Lacking summer thunderstorms and the more-organized storms characteristic of late fall, rains associated with moisture-bearing tropical-storm remnants are important sources of precipitation in the Philadelphia region in September and October.

“You have to rely a lot of times on tropical systems getting this far north,” said Tom Kines, an AccuWeather senior meteorologist. “It’s not happening.”

These days, that prime precipitation supplier — the Gulf of Mexico — in brimming with moisture-laden air. Sea-surface temperatures are running as high as 5 degrees Fahrenheit above normal, the National Oceanic and Atmospheric Administration (NOAA) says.

But the pattern hasn’t favored exporting rain to the Northeast, said Kines, and Helene and Milton, as it prowls the Gulf, have been significant factors lately.

“Those systems robbed the moisture,” he said.

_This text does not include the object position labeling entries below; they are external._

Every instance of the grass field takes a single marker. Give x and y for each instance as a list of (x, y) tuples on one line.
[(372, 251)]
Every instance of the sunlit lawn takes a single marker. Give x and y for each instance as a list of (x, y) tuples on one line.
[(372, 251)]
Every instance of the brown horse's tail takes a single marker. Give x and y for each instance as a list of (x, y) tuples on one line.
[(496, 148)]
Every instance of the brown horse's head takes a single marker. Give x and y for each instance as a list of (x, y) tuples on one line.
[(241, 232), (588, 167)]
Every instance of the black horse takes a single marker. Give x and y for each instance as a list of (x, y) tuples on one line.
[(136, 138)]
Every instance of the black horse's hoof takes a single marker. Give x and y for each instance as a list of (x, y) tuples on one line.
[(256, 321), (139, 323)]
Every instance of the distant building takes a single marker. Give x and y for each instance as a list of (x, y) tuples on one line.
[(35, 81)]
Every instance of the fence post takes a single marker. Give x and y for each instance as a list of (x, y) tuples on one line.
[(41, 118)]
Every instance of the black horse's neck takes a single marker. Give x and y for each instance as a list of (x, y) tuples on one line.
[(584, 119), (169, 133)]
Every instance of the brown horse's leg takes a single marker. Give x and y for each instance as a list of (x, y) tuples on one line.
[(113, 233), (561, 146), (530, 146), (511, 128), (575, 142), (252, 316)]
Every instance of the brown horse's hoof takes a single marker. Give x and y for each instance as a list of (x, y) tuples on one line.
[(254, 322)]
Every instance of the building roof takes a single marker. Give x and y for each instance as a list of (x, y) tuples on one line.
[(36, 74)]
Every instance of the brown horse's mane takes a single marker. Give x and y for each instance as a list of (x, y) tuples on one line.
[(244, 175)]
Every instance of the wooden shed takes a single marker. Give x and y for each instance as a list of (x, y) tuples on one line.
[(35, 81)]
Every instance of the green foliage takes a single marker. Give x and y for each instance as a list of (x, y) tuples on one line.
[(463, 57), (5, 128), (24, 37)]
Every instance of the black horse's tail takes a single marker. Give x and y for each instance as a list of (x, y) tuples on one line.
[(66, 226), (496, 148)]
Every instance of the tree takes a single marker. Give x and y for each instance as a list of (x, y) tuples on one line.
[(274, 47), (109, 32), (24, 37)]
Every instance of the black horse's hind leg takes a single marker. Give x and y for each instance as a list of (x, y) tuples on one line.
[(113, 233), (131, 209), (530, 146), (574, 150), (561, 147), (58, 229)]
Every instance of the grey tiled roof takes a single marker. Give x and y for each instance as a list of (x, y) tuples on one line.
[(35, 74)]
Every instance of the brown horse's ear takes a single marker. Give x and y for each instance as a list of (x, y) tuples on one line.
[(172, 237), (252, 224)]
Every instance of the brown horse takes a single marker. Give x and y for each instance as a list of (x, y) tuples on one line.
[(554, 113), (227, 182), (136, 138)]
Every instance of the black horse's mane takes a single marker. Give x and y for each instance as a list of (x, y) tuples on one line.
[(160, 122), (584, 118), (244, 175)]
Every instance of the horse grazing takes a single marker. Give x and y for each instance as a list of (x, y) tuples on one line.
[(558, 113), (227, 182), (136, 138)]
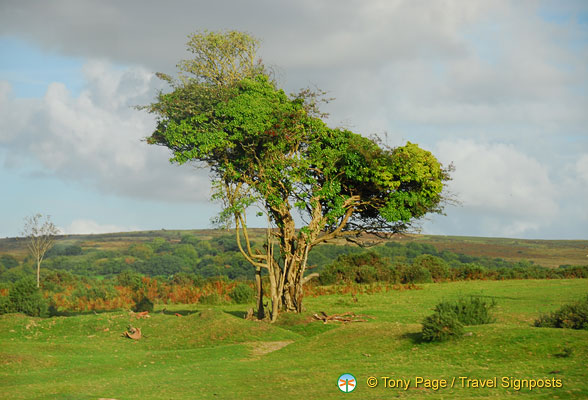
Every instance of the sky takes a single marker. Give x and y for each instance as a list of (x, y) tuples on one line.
[(497, 88)]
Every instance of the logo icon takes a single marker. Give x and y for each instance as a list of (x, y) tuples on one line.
[(346, 383)]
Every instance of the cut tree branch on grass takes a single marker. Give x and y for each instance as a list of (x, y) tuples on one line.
[(345, 317)]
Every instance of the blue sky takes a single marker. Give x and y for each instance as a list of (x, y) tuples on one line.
[(498, 88)]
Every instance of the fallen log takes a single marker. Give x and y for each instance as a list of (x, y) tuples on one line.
[(345, 317), (132, 333)]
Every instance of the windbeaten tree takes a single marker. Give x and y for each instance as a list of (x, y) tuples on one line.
[(266, 148), (40, 236)]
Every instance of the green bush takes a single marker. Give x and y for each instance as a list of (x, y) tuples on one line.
[(442, 325), (469, 311), (569, 316), (212, 299), (26, 298), (436, 266), (415, 274), (144, 304), (5, 305), (242, 294)]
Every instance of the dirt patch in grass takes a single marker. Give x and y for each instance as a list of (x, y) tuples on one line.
[(259, 349)]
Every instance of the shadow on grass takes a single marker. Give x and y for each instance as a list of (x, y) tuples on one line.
[(53, 313), (180, 312), (238, 314), (414, 337)]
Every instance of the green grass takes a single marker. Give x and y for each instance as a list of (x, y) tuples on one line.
[(212, 353)]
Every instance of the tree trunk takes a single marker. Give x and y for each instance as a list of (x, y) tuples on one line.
[(38, 273), (259, 287)]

Helene-devastated Asheville, N.C. — home of the government’s national climate center, which effectively has been shut down — measured 17.9 inches of rain in September. Areas to the east experienced over 20 inches, with double-digit rain totals as far north as Charlottesville, according to the Southeast Regional Climate Center.

But the rains have been reaching a dry wall somewhere near the Mason-Dixon Line. Philly finished September with 0.77 inches of rain officially at Philadelphia International Airport, the eighth driest on record, and still awaits the first drop of October.

Meanwhile, since Sept. 1, Tampa has had over 15 inches of rain, more than double its normal total, with the National Hurricane Center calling for 12 to 16 inches more from Milton.

Milton is forecast to buzzsaw across Florida

On Wednesday night, the center of Milton, with peak winds of 120 mph, came ashore just south of Sarasota.

Milton has been powered by ultra-warm waters, said Philip Klotzbach, hurricane expert at Colorado State University.

“The Gulf of Mexico is just so much warmer than normal right now,” he said. “There is tons of fuel there.”

Typically, hurricanes stir up warm surface water and allow colder, below surface waters to rise, diluting the storms’ strength.

But, said Lew Gramer, a NOAA physical oceanographer, Milton wasn’t able to tap those waters.

Will any of Milton’s rains reach the Jersey Shore or the Philly region?

After it buzzsaws through Florida, Milton is forecast to weaken and sail into the North Atlantic, the center passing near or south of Bermuda.

“I don’t think there’s any way Milton’s moisture” gets anywhere near the Philly area, said Kines.

When is Philadelphia’s next chance at significant rain?

A good question.

No rain is in the short-term forecast, and the Climate Prediction Center outlook through Oct. 23 sees the odds continuing to favor below-normal precipitation.

While a likely disaster unfolds in Florida, the next several days in the Philly region are forecast to be full of that oblique October sunlight with daytime temperatures in the 60s and 70s.